In the book “Asiatic Land Battles: Japanese Ambitions in the Pacific,” author Trevor Dupuy wrote, “On November 24, 1944, the B-29 squadrons made their first attack on Tokyo.” He added, “This was a round-trip flight of three thousand miles; most of the load carried by the great planes was gasoline, so that they could not carry many bombs.”
Dupuy further explained that Iwo Jima lay almost “midway between Tokyo and the Marianas bases,” the latter of which is from where the United States launched many of the aerial attacks in the region. Iwo Jima was the only island considered suitable for airfields and the American Joint Chiefs of Staff wanted it wrenched from Japanese control.
With their arrival on the island on February 19, 1945, the V Marine Amphibious Corps—comprised of the 3rd, 4th and 5th Marine Divisions—began their assault. Although the island had endured heavy bombardment from Navy ships, the Japanese sought refuge in underground shelters from which they emerged to defend the island.
“After we got to shore,” Zimmerman said, “we kind of remained in groups as we moved toward the front lines (of combat). A mortar exploded behind us and killed a guy standing there.” Softly, he explained, “We didn’t even know that he had been killed at the time because they kept telling us to look forward, not back.”
As casualties mounted, Zimmerman treated the wounded Marines for a variety of injuries to include shrapnel and gunshot wounds. Though he admits much of what happened on the island has since “slipped my mind,” certain sounds seemed to rise above the cacophony of explosions, remaining forever etched in his memory.
“The Japanese were able to capture some of our wounded guys and take them prisoner,” he said. “They would drag them into their underground tunnels and we could hear them screaming because they were being tortured.” Lowering his head, he solemnly stated, “It was tough … because there was nothing we could do to help them.”

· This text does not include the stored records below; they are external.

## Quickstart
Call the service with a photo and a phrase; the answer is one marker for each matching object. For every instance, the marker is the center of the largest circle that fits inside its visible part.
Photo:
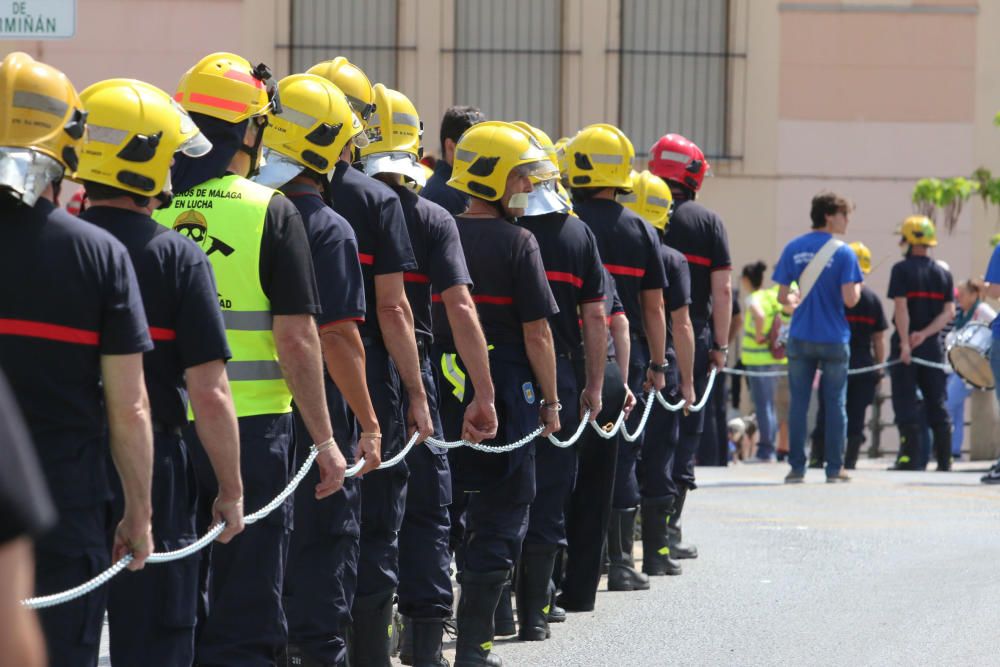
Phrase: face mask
(519, 200)
(277, 169)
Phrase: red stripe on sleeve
(47, 331)
(159, 333)
(564, 277)
(619, 270)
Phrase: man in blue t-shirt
(819, 334)
(993, 291)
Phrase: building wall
(860, 97)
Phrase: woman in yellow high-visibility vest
(761, 308)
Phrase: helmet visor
(545, 199)
(26, 173)
(402, 164)
(277, 169)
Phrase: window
(364, 32)
(675, 72)
(508, 59)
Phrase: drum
(969, 354)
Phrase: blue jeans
(804, 357)
(762, 391)
(958, 391)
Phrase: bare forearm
(595, 341)
(345, 361)
(722, 305)
(215, 421)
(470, 342)
(542, 357)
(683, 343)
(623, 343)
(301, 363)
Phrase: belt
(164, 428)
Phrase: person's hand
(480, 422)
(630, 402)
(134, 535)
(548, 416)
(332, 467)
(590, 399)
(370, 449)
(228, 508)
(716, 360)
(418, 419)
(687, 393)
(654, 380)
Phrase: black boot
(656, 560)
(478, 602)
(909, 442)
(425, 642)
(678, 549)
(622, 575)
(854, 443)
(817, 453)
(942, 446)
(503, 619)
(534, 593)
(371, 628)
(556, 613)
(405, 635)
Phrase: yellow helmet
(42, 128)
(227, 87)
(864, 256)
(919, 230)
(650, 199)
(394, 132)
(314, 125)
(134, 129)
(488, 152)
(545, 197)
(600, 156)
(353, 81)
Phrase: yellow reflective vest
(225, 216)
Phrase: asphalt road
(890, 569)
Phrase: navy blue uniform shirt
(574, 271)
(865, 318)
(68, 294)
(440, 260)
(438, 191)
(630, 252)
(927, 287)
(373, 210)
(699, 235)
(181, 303)
(510, 285)
(334, 248)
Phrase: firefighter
(599, 161)
(256, 242)
(71, 324)
(125, 165)
(923, 305)
(425, 593)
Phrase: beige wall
(860, 97)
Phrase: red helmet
(674, 158)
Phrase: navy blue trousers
(244, 622)
(152, 613)
(495, 490)
(383, 492)
(322, 570)
(425, 560)
(555, 467)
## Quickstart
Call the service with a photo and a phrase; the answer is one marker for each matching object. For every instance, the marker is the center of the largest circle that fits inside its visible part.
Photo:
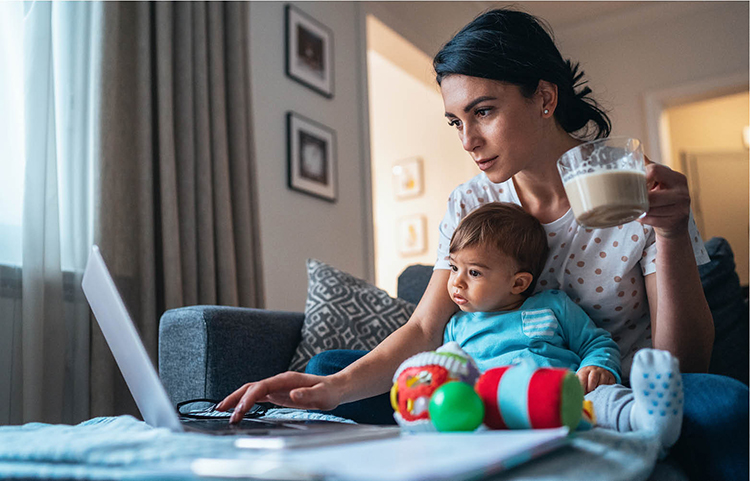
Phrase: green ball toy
(455, 406)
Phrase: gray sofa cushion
(209, 351)
(343, 312)
(729, 309)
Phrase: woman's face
(497, 125)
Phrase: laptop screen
(126, 346)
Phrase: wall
(407, 120)
(709, 133)
(294, 226)
(625, 55)
(710, 125)
(628, 57)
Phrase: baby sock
(657, 388)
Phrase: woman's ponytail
(515, 47)
(575, 107)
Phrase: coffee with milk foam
(607, 186)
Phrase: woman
(517, 107)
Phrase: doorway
(706, 141)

By the time the island was “officially” declared secure nearly a month later, an estimated 21,000 Japanese had been killed in addition to the loss of nearly 7,000 American lives.

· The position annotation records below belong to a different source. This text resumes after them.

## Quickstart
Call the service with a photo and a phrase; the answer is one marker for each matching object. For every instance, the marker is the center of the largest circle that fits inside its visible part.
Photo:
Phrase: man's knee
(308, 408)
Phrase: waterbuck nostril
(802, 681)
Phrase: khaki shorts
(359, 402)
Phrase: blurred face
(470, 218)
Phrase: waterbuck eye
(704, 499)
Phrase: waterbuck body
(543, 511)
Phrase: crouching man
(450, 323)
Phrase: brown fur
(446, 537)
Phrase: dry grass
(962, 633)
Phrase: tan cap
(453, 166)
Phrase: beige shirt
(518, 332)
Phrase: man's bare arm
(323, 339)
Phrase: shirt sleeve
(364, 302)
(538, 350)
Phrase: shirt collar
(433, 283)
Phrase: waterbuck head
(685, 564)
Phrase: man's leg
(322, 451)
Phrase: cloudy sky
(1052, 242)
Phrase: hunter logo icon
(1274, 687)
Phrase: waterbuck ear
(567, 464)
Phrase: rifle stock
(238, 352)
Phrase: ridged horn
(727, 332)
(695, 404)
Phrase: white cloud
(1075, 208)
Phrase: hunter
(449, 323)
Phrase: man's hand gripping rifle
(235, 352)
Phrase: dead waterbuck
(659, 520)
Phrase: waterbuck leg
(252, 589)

Zimmerman served briefly aboard the USS Ticonderoga after the war and received his discharge in April 1946. He was engaged to Bernice, whom had served in the WAVES with his sister, and he moved to her home state of Wisconsin to be married. The couple raised three children while living in Wisconsin, where Zimmerman retired after working as a machinist for several decades.
The combat veteran humbly affirmed that when contemplating the days he spent in uniform, the more pleasant memories seem to emerge despite the many harrowing circumstances he encountered during his service on Iwo Jima.

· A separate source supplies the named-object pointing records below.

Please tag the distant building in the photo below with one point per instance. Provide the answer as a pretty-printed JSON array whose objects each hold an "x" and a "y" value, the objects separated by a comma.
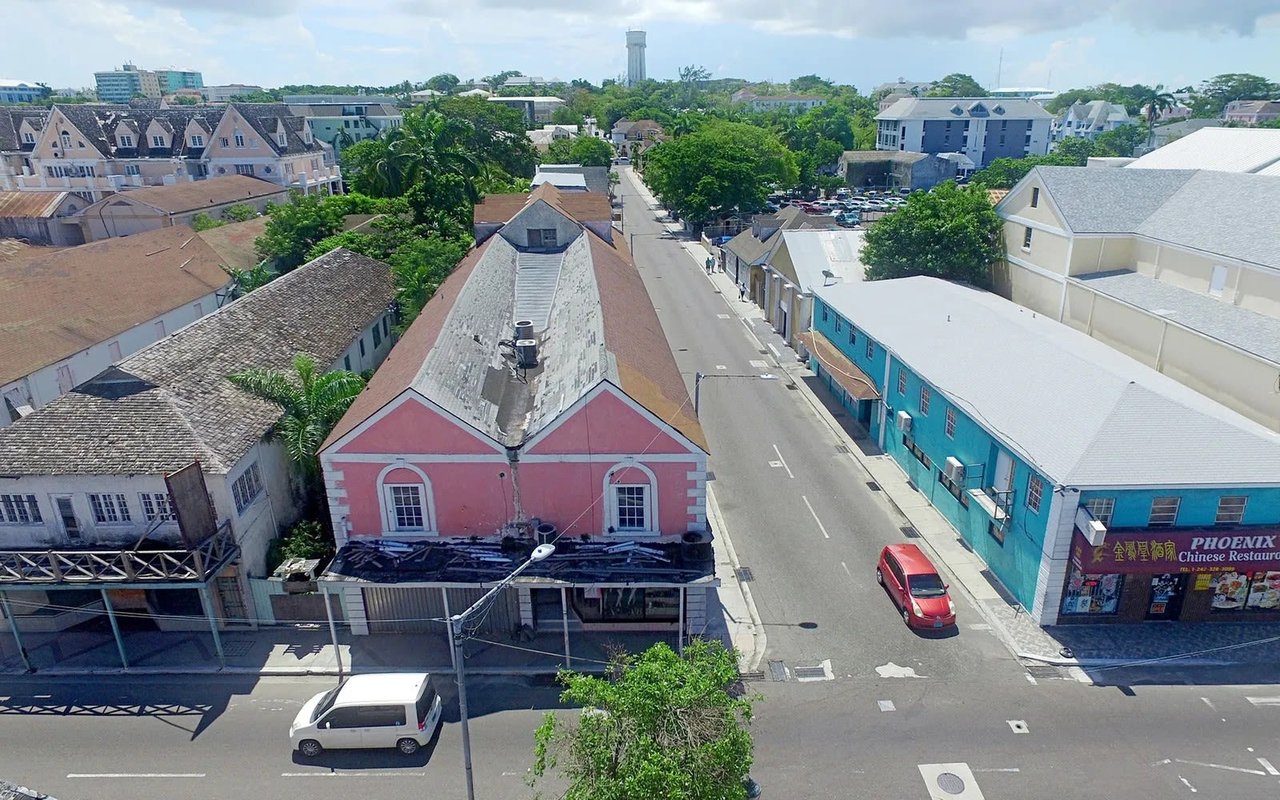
[
  {"x": 224, "y": 92},
  {"x": 128, "y": 81},
  {"x": 982, "y": 128},
  {"x": 635, "y": 56},
  {"x": 768, "y": 103},
  {"x": 22, "y": 91}
]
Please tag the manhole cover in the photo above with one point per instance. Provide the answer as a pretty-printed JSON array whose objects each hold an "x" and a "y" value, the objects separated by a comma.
[{"x": 951, "y": 784}]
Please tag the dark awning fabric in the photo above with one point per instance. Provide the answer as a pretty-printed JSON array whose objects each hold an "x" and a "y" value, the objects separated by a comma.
[{"x": 839, "y": 366}]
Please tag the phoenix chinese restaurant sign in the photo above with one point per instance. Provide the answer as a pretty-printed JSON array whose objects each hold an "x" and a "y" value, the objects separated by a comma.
[{"x": 1197, "y": 551}]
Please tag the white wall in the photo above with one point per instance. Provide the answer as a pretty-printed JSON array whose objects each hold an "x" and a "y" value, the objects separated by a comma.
[{"x": 40, "y": 388}]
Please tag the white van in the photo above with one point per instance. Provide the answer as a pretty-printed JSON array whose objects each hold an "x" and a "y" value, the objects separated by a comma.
[{"x": 369, "y": 711}]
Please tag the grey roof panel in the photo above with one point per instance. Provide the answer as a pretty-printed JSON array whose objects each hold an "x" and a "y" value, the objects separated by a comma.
[
  {"x": 1248, "y": 330},
  {"x": 1084, "y": 414}
]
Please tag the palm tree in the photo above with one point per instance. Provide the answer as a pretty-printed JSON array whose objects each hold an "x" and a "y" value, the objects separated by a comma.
[
  {"x": 312, "y": 402},
  {"x": 1157, "y": 103}
]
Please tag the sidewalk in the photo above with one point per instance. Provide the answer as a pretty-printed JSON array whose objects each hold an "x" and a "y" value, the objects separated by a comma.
[{"x": 1070, "y": 645}]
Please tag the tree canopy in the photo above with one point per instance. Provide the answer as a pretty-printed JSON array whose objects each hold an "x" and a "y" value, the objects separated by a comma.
[
  {"x": 662, "y": 727},
  {"x": 718, "y": 169},
  {"x": 950, "y": 232}
]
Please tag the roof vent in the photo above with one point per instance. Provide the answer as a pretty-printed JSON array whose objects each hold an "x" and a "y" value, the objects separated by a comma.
[{"x": 526, "y": 353}]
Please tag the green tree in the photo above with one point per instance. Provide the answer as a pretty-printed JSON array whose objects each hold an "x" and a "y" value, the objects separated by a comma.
[
  {"x": 311, "y": 402},
  {"x": 662, "y": 726},
  {"x": 956, "y": 85},
  {"x": 950, "y": 232},
  {"x": 720, "y": 168},
  {"x": 444, "y": 82}
]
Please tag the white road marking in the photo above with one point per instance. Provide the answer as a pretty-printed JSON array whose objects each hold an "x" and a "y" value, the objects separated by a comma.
[
  {"x": 784, "y": 461},
  {"x": 136, "y": 775},
  {"x": 821, "y": 526},
  {"x": 1264, "y": 700},
  {"x": 894, "y": 671},
  {"x": 1220, "y": 767}
]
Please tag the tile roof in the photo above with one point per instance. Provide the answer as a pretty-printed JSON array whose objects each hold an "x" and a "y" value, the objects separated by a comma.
[
  {"x": 80, "y": 296},
  {"x": 600, "y": 328},
  {"x": 1226, "y": 214},
  {"x": 170, "y": 402},
  {"x": 196, "y": 195},
  {"x": 1248, "y": 330},
  {"x": 1082, "y": 412}
]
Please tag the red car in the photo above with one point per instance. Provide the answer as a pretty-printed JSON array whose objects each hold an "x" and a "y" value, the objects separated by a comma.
[{"x": 915, "y": 586}]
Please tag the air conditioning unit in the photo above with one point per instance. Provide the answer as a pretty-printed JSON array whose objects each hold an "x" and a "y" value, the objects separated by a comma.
[{"x": 954, "y": 470}]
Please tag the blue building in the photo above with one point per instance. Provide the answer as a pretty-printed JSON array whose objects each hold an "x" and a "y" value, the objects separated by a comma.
[
  {"x": 1095, "y": 488},
  {"x": 22, "y": 91}
]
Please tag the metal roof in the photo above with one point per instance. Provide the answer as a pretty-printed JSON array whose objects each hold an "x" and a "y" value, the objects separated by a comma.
[
  {"x": 1082, "y": 412},
  {"x": 1230, "y": 150},
  {"x": 1248, "y": 330}
]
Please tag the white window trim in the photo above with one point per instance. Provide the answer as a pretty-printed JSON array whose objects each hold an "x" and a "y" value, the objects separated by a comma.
[
  {"x": 611, "y": 507},
  {"x": 387, "y": 510}
]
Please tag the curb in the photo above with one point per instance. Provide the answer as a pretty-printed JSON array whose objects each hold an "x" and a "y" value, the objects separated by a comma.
[{"x": 758, "y": 638}]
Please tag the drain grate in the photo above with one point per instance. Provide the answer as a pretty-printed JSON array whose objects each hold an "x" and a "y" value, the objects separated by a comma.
[
  {"x": 951, "y": 784},
  {"x": 777, "y": 671}
]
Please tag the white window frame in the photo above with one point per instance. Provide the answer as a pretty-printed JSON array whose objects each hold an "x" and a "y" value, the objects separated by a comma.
[
  {"x": 241, "y": 496},
  {"x": 612, "y": 487},
  {"x": 387, "y": 506},
  {"x": 110, "y": 508}
]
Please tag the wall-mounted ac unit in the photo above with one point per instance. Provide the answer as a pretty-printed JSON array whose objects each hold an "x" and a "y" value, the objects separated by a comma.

“We were there to take care of the wounded—and that’s what we did,” he said. “I’ve got a lot of good memories and bad memories as well, but as the years passed, you tried to forget all of the bad parts and instead remember all of the good times.”
He continued, ‘Some of the best memories are of all of the good friends that I made in the service and up until about two or three years ago, we would meet for reunions to sit around and talk about all of the good times,” he grinned. “I really enjoyed that.”